But when we’re the foreigners in out-of-the-way parts of, say, China, we find ourselves the objects of frank, fascinated and concentrated stares.

It’s not rudeness, it’s just one of the first cultural differences that a Calvin College students notice when studying in the Far East.

Others also learn quickly, particularly in Europe, of widespread prejudice against the United States, though not against American citizens personally..

These are the sorts of differences to which a great many Calvin College students become accustomed, because Calvin is one of the top schools in the country for students who study abroad.

Almost half of Calvin's class of 2002 studied outside the United States at some point during their undergraduate career.

For about two-thirds of those students, that study abroad came during the college’s three-week January term called Interim.

Says Calvin's Ellen Monsma, director of off-campus programs: “Off-campus programs broaden students’ horizons significantly. 

“Not only do they study academic courses, they also learn how to live in new and sometimes very different cultures. That demands a lot of flexibility and self-reliance.” In some people’s view, the experience of living and studying abroad also is the rough equivalent of earning a second degree.

Upon returning to their Grand Rapids campus, Monsma said, students generally have a clearer idea of who they are.

“And they have a new perspective both on the world and on their Christian calling,” she added.

In 2000-2001 the school had 486 students studying in other countries.  That placed Calvin seventh in the category of master’s institutions, just ahead of Philadelphia’s Villanova University. 

Grand Valley State University was 15th in the category with 355 students.

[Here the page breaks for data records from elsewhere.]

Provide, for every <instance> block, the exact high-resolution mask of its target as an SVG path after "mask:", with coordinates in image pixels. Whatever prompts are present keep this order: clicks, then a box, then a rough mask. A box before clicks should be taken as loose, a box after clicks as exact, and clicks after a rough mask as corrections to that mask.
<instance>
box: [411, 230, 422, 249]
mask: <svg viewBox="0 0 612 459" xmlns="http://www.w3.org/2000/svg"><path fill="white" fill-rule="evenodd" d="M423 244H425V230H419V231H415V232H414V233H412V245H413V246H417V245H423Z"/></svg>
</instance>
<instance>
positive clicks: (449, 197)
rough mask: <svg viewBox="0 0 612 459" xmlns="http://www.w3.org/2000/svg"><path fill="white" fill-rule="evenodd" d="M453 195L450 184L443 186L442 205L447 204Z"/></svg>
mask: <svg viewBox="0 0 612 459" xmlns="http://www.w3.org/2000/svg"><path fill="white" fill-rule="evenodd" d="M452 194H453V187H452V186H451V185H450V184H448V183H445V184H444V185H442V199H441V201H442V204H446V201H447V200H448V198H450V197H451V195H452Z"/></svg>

Monsma said the figures come from the Institute for International Education and its annual “Open Doors” statistical report.

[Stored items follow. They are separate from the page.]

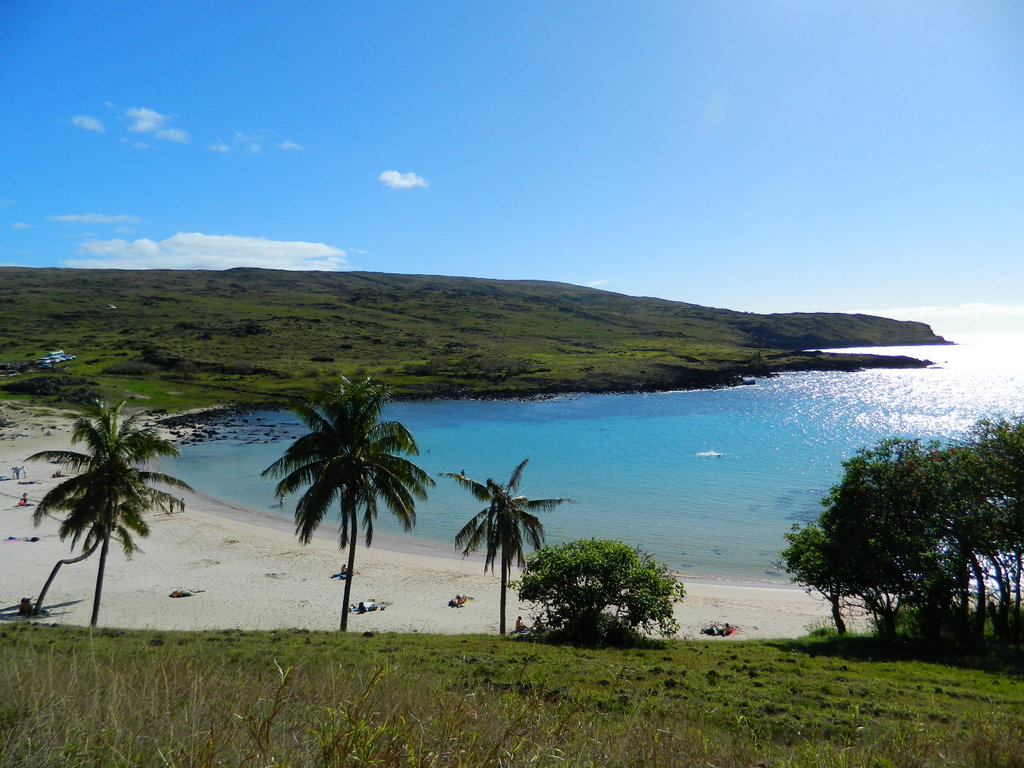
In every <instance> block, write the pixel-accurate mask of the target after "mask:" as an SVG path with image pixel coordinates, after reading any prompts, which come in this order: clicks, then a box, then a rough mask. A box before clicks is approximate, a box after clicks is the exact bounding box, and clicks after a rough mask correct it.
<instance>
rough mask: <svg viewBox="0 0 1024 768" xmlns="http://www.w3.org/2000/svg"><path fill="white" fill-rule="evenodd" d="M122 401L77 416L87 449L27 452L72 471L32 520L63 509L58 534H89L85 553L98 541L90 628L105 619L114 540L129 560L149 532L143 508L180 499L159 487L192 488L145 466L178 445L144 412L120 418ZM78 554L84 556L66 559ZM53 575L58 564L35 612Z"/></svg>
mask: <svg viewBox="0 0 1024 768" xmlns="http://www.w3.org/2000/svg"><path fill="white" fill-rule="evenodd" d="M124 406H125V403H124V401H121V402H120V403H118V404H117V406H114V407H110V406H108V404H106V403H104V402H103V401H101V400H100V401H97V402H95V403H93V404H92V406H90V407H88V408H87V409H86V411H85V413H83V414H82V415H80V416H77V417H75V418H74V419H73V420H72V433H71V441H72V444H73V445H75V444H78V443H82V444H83V445H84V447H85V452H84V453H78V452H75V451H41V452H39V453H38V454H33V455H32V456H30V457H29V461H48V462H53V463H55V464H59V465H60V466H62V467H63V468H66V469H67V470H68V471H69V472H71V473H74V476H72V477H69V478H68V479H67V480H65V481H63V482H61V483H60V484H59V485H56V486H54V487H53V488H51V489H50V490H49V492H48V493H47V494H46V496H44V497H43V500H42V501H41V502H40V503H39V506H38V507H37V508H36V510H35V512H34V513H33V515H32V517H33V520H34V521H35V523H36V525H38V524H39V523H40V522H42V521H43V518H45V517H47V516H49V515H52V514H54V513H63V519H62V520H61V521H60V527H59V528H58V534H59V536H60V539H61V540H63V539H67V538H68V537H71V540H72V547H75V546H76V545H77V544H78V541H79V539H83V540H84V541H83V545H82V549H83V552H85V553H86V554H85V555H84V556H85V557H87V556H88V555H89V554H91V553H92V552H93V551H94V550H95V549H96V547H97V545H98V547H99V567H98V568H97V570H96V589H95V592H94V593H93V598H92V617H91V618H90V620H89V626H90V627H95V626H96V621H97V620H98V617H99V600H100V597H101V595H102V591H103V571H104V570H105V568H106V554H108V551H109V550H110V546H111V539H112V538H117V540H118V541H119V542H120V543H121V548H122V549H123V550H124V553H125V556H127V557H131V555H132V554H133V553H134V552H135V551H136V549H137V548H136V545H135V540H134V539H133V538H132V537H133V536H137V537H145V536H147V535H148V534H150V525H148V524H147V523H146V521H145V513H146V512H147V511H148V510H151V509H152V508H154V507H158V508H161V509H164V510H166V511H170V509H171V508H172V505H173V504H175V503H176V499H175V497H173V496H171V495H170V494H168V493H167V492H165V490H161V489H160V488H158V487H154V485H156V484H160V485H165V486H169V487H175V488H185V489H187V490H191V488H190V487H189V486H188V485H187V484H186V483H184V482H182V481H181V480H179V479H177V478H176V477H171V476H170V475H166V474H163V473H162V472H151V471H148V470H146V469H143V467H144V466H145V465H146V464H147V463H148V462H150V461H152V460H154V459H157V458H159V457H163V456H178V450H177V447H175V446H174V445H173V444H172V443H171V442H169V441H168V440H165V439H164V438H163V437H161V436H160V435H159V434H158V433H157V431H156V430H155V429H152V428H150V427H143V426H142V425H141V424H140V422H139V419H140V415H139V414H135V415H133V416H129V417H126V418H122V416H121V411H122V409H123V408H124ZM78 559H82V558H74V559H71V560H68V561H67V562H75V561H76V560H78ZM63 562H65V561H61V563H58V565H59V564H63ZM55 573H56V569H54V572H53V573H52V574H51V578H50V580H49V581H47V583H46V587H45V588H44V590H43V593H41V594H40V596H39V599H38V600H37V601H36V610H39V609H41V608H42V603H43V598H44V597H45V592H46V589H48V588H49V585H50V582H51V581H52V577H53V575H55Z"/></svg>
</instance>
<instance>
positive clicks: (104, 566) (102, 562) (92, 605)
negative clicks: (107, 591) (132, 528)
mask: <svg viewBox="0 0 1024 768" xmlns="http://www.w3.org/2000/svg"><path fill="white" fill-rule="evenodd" d="M110 548H111V535H110V534H106V535H105V536H104V537H103V546H102V547H100V549H99V567H98V568H97V569H96V591H95V593H94V594H93V596H92V618H90V620H89V626H90V627H95V626H96V622H97V621H98V620H99V598H100V597H101V596H102V593H103V568H105V567H106V552H108V551H109V550H110Z"/></svg>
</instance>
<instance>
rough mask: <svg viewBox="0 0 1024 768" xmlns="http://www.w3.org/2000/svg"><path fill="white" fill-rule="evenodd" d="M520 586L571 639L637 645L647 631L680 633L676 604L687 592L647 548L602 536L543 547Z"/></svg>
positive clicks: (619, 645)
mask: <svg viewBox="0 0 1024 768" xmlns="http://www.w3.org/2000/svg"><path fill="white" fill-rule="evenodd" d="M518 588H519V599H520V600H527V601H529V602H535V603H540V604H541V605H543V606H544V609H545V612H546V614H547V618H548V624H549V626H550V627H551V628H552V629H553V630H556V631H558V633H559V634H560V635H561V636H562V637H564V638H565V639H567V640H570V641H572V642H579V643H584V644H589V645H613V646H626V645H634V644H637V643H638V642H639V641H640V639H641V637H642V636H643V635H645V634H654V633H656V634H659V635H664V636H671V635H674V634H675V633H676V632H678V631H679V625H678V623H677V622H676V618H675V614H674V612H673V606H674V604H675V603H676V602H680V601H682V599H683V597H684V596H685V594H686V591H685V589H684V588H683V585H682V584H681V583H680V582H678V581H677V580H676V579H675V578H674V577H673V575H672V574H671V573H669V570H668V568H667V567H666V566H665V565H663V564H660V563H658V562H656V561H655V560H654V559H653V558H651V557H650V555H648V554H647V553H645V552H642V551H640V550H636V549H633V548H632V547H630V546H629V545H626V544H623V543H622V542H613V541H604V540H597V539H590V540H580V541H575V542H568V543H567V544H562V545H559V546H556V547H545V548H543V549H541V550H539V551H538V552H536V553H535V554H534V555H531V556H530V557H529V558H528V559H527V561H526V568H525V570H523V574H522V579H521V580H520V581H519V583H518Z"/></svg>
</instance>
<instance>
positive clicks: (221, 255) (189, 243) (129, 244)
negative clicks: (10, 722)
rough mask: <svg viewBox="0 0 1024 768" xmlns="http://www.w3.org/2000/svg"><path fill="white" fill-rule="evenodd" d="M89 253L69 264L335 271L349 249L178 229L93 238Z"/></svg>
mask: <svg viewBox="0 0 1024 768" xmlns="http://www.w3.org/2000/svg"><path fill="white" fill-rule="evenodd" d="M79 250H80V252H81V253H82V254H83V255H85V257H86V258H81V259H71V260H68V261H65V262H63V264H65V266H70V267H81V268H93V269H230V268H231V267H237V266H253V267H262V268H265V269H303V270H318V271H333V270H337V269H343V268H344V267H345V266H346V265H347V263H346V261H345V252H344V251H342V250H341V249H338V248H334V247H332V246H328V245H325V244H323V243H303V242H286V241H274V240H264V239H262V238H241V237H237V236H233V234H203V233H201V232H178V233H177V234H174V236H172V237H170V238H167V239H166V240H162V241H160V242H155V241H152V240H146V239H142V240H135V241H132V242H128V241H126V240H120V239H119V240H105V241H91V242H88V243H83V244H82V245H81V246H80V249H79Z"/></svg>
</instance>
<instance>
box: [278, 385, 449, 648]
mask: <svg viewBox="0 0 1024 768" xmlns="http://www.w3.org/2000/svg"><path fill="white" fill-rule="evenodd" d="M389 394H390V392H389V390H388V388H387V387H386V386H385V385H383V384H381V383H378V382H375V381H372V380H371V379H369V378H368V379H366V380H364V381H360V382H355V383H353V382H350V381H349V380H348V379H346V378H344V377H342V379H341V386H340V387H338V389H336V390H332V391H329V392H324V393H322V394H318V395H314V396H313V397H311V398H310V399H309V400H308V401H307V402H302V403H299V404H297V406H295V407H294V408H293V409H292V411H293V413H294V414H295V415H296V416H297V417H298V418H299V421H300V422H302V424H303V425H304V426H305V427H307V428H308V429H309V432H307V433H306V434H304V435H302V436H301V437H298V438H296V440H295V441H294V442H293V443H292V444H291V445H289V446H288V449H287V450H286V451H285V455H284V456H283V457H282V458H281V459H279V460H278V461H275V462H274V463H273V464H271V465H270V466H269V467H267V468H266V469H265V470H263V474H264V475H269V476H273V477H281V478H282V479H281V481H280V482H279V483H278V486H276V493H278V495H279V496H284V495H286V494H292V493H297V492H299V490H301V489H302V488H305V490H304V492H303V493H302V495H301V496H300V497H299V500H298V502H297V504H296V506H295V534H296V535H297V536H298V537H299V541H300V542H302V543H303V544H308V543H309V541H310V539H312V536H313V532H314V531H315V530H316V528H317V527H318V526H319V524H321V522H322V521H323V520H324V517H325V515H327V513H328V511H329V510H330V508H331V507H332V506H333V505H334V504H336V503H337V504H338V507H339V513H340V521H339V523H340V524H339V547H340V548H341V549H345V547H348V574H349V575H348V578H347V579H346V580H345V596H344V604H343V605H342V610H341V626H340V629H341V631H342V632H344V631H345V630H346V629H347V628H348V604H349V598H350V597H351V591H352V579H353V577H354V573H355V543H356V536H357V532H358V525H359V512H360V510H361V512H362V529H364V531H365V532H366V538H367V546H368V547H369V546H370V545H371V542H372V541H373V536H374V518H376V517H377V508H378V504H379V503H380V504H383V505H384V506H385V507H386V508H387V509H388V510H389V511H390V512H392V513H393V514H394V515H395V516H396V517H397V518H398V520H399V522H401V524H402V526H403V527H404V528H406V530H410V529H411V528H412V527H413V525H414V524H415V523H416V500H417V499H426V497H427V492H426V489H427V487H428V486H430V485H433V484H434V482H433V480H431V479H430V476H429V475H427V473H426V472H424V471H423V470H422V469H420V468H419V467H418V466H417V465H416V464H414V463H413V462H412V461H410V460H409V459H407V458H406V455H410V456H416V455H417V454H419V449H418V446H417V444H416V440H415V439H413V435H412V433H411V432H410V431H409V430H408V429H407V428H406V427H404V426H403V425H401V424H399V423H398V422H395V421H386V422H382V421H381V420H380V418H381V412H382V411H383V408H384V403H385V402H386V400H387V399H388V396H389Z"/></svg>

With Calvin’s enrollment of about 4,300 students in 2000-2001, the 486 students who were overseas in that year represented 11 percent of the student body.  In fact, when ranked by percentage, Calvin rises to third in its category (since many of the schools in Calvin's category are significantly bigger than Calvin).

Monsma said Calvin regards study abroad as an important component of its students’ education. 

She said the school’s off-campus programs allow Calvin students to travel to 10 destinations for semester-long study programs, including two in Honduras as well as programs in Britain, China, France, Ghana, Hungary and Spain.

Calvin also has semester-long U.S. programs in New Mexico and Washington, D.C.  For students who need a program focus not available in Calvin's own programs, Monsma said the off-campus programs office helps them find one that suits their needs.

More and more Calvin students are taking advantage of the chance to study abroad in the Calvin-sponsored programs. About one-third of the students who study abroad do so for an entire semester.